Un modello sostenibile e che faciliti l’integrazione, con un ruolo attivo giocato dai sindaci e la gestione dei profughi in capo ad associazioni. Di più: con i migranti che grazie anche agli accordi presi dalla Regione con l’Inail e un protocollo messo a disposizione di tutti gli attori, che le associazioni stanno firmando in questi giorni, d’ora in poi potra nno ancora più facilmente essere impiegati su base volontaria (gratuitamente) in piccole manutenzioni e lavori socialmente utili per la comunità, muniti di adeguata copertura assicurativa a costo zero per enti e committenti.

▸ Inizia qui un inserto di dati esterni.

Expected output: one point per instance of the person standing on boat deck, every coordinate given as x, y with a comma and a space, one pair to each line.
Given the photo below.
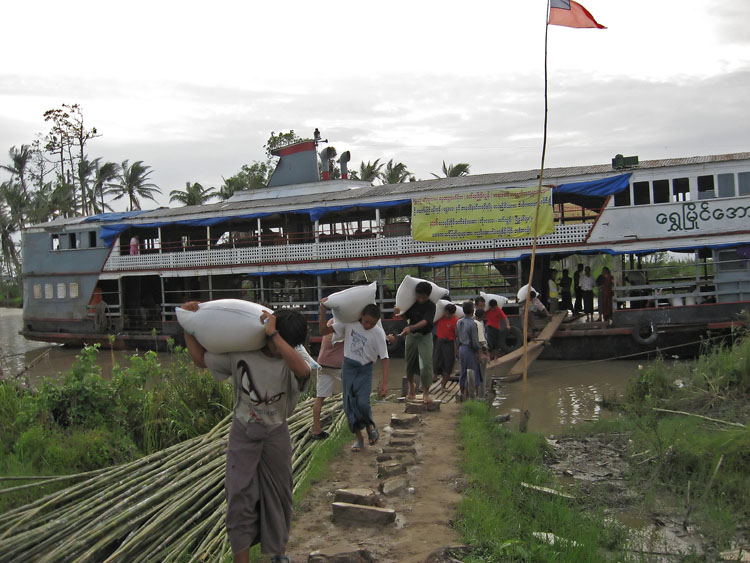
444, 355
330, 359
552, 293
537, 311
364, 342
267, 384
468, 349
587, 291
578, 307
418, 340
566, 301
135, 245
495, 317
605, 295
479, 304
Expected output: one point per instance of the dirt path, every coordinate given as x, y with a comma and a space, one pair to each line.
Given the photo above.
424, 513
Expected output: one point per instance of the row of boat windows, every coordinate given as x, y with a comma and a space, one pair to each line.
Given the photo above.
73, 241
59, 290
678, 189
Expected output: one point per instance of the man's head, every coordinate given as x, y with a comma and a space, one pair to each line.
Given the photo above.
370, 316
292, 326
423, 291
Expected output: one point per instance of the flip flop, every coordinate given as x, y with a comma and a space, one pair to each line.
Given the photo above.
373, 435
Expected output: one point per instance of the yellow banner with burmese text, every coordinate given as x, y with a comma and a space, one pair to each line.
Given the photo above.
487, 214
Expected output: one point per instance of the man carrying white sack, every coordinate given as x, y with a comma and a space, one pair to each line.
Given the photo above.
267, 384
364, 343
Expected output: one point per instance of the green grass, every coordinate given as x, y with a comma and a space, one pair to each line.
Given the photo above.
498, 516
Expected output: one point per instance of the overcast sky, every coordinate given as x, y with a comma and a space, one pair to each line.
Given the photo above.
195, 88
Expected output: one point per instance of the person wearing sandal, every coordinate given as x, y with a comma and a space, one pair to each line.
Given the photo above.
364, 342
330, 359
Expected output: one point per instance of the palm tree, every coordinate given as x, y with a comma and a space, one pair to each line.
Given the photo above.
396, 173
134, 184
104, 177
454, 171
194, 194
369, 172
19, 161
8, 250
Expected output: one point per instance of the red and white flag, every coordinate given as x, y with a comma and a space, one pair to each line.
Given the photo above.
571, 14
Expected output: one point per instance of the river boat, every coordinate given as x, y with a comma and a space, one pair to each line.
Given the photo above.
116, 278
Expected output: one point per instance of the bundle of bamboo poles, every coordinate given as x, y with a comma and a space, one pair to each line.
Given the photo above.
163, 507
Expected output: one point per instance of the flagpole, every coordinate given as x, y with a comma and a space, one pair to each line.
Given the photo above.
523, 423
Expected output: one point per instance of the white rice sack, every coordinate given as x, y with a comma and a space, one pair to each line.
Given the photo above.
347, 304
521, 296
440, 310
406, 294
489, 296
225, 325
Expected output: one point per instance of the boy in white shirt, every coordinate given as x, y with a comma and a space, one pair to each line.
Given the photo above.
364, 342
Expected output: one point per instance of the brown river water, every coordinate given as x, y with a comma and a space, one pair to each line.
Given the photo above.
558, 394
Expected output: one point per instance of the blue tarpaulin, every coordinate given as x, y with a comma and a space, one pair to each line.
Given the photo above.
596, 188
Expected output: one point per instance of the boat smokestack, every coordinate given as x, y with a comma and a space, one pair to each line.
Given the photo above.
343, 164
326, 155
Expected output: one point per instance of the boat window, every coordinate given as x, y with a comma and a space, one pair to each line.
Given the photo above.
661, 191
743, 182
622, 198
729, 261
641, 193
726, 185
680, 189
706, 187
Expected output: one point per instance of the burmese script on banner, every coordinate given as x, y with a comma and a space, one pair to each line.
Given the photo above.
487, 214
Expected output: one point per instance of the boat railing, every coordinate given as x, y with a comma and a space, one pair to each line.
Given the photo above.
378, 247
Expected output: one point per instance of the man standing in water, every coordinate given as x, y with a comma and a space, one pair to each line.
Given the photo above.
418, 343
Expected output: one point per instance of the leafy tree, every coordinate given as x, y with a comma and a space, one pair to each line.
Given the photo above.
19, 161
248, 178
194, 194
134, 184
454, 171
396, 173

Ecco dove sono la maggior parte

Intanto più di un’amministrazione ha spalancato le porte oltre ogni previsioni iniziale: novecento sono i migranti accolti a Firenze di fronte alle richieste della Prefettura, oltre trecento a Prato, cinquecento in provincia di Pistoia (e nella frazione delle Piastre i profughi sono addirittura quarantatré su sessanta abitanti), un centinaio da settembre saranno in Valdera, altrettanti a Monticiano

Si può affrontare il problema in tre modi: protestando, rendendosi parte attiva o facendo melina. “Perché il modello di accoglienza diffusa non frani e il problema non diventi più grande di quello che è, occorre che tutti i sindaci provino a rendersi parte attiva – dice l’assessore Bugli – . Ed occorre parlarsi e stare tutti in contatto”. “Sono convinto- aggiunge – che se ognuno fa la propria parte ce la possiamo fare a portare avanti il nostro modello di “accoglienza diffusa” e gestirla al meglio, sia per chi è accolto che per chi accoglie”.

Dai casolari ai moduli abitativi

Si cercano alloggi: edifici non utilizzati, case vuote, casolari di campagna, pubblici o privati. I fondi nazionali mettono a disposizione 35 euro al giorno per ogni profugo, tra vitto e alloggio. L’alternativa possono essere capannoni dismessi da riadattare ad abitazioni o moduli abitativo simili a quelli usati in caso di alluvioni o terremoti. Non c’è una soluzione migliore. “Varia da territorio a territorio – annuisce assieme ai sindaci il presidente Rossi -: l’importante è che la concentrazione di migranti per struttura non superi le poche decine. Altrimenti non è più accoglienza diffusa e diventa altro”.

Più facile impiegare i profughi in attività socialmente utili

L’altro punto è l’impiego dei migranti. “In cambio dell’accoglienza – dice ancora Rossi – ci deve essere la disponibilità a prestare attività di carattere volontario a vantaggio della comunità”. Qualcuno l’ha già fatto. A Torrita di Siena i profughi accompagnano, sotto l’egida della locale Misericordia, i bambini a scuola e aiutano gli anziani a salire sui pulmini dei servizi sociali. A Monteriggioni lavorano per un associazione creata dal parroco garantendo l’apertura di spazi pubblici. A Prato spazzano e puliscono i giardini. A Firenze hanno offerto il loro aiuto nel dopo-nubifragio dei giorni scorsi. “Ma con le due delibere approvate di recente dalla giunta regionale – conclude Bugli – è ancora più semplice. Abbiamo infatti sciolto gli ultimi problemi burocratici e normativi, a partire dall’assicurazione obbligatoria, che potevano creare un ostacolo”.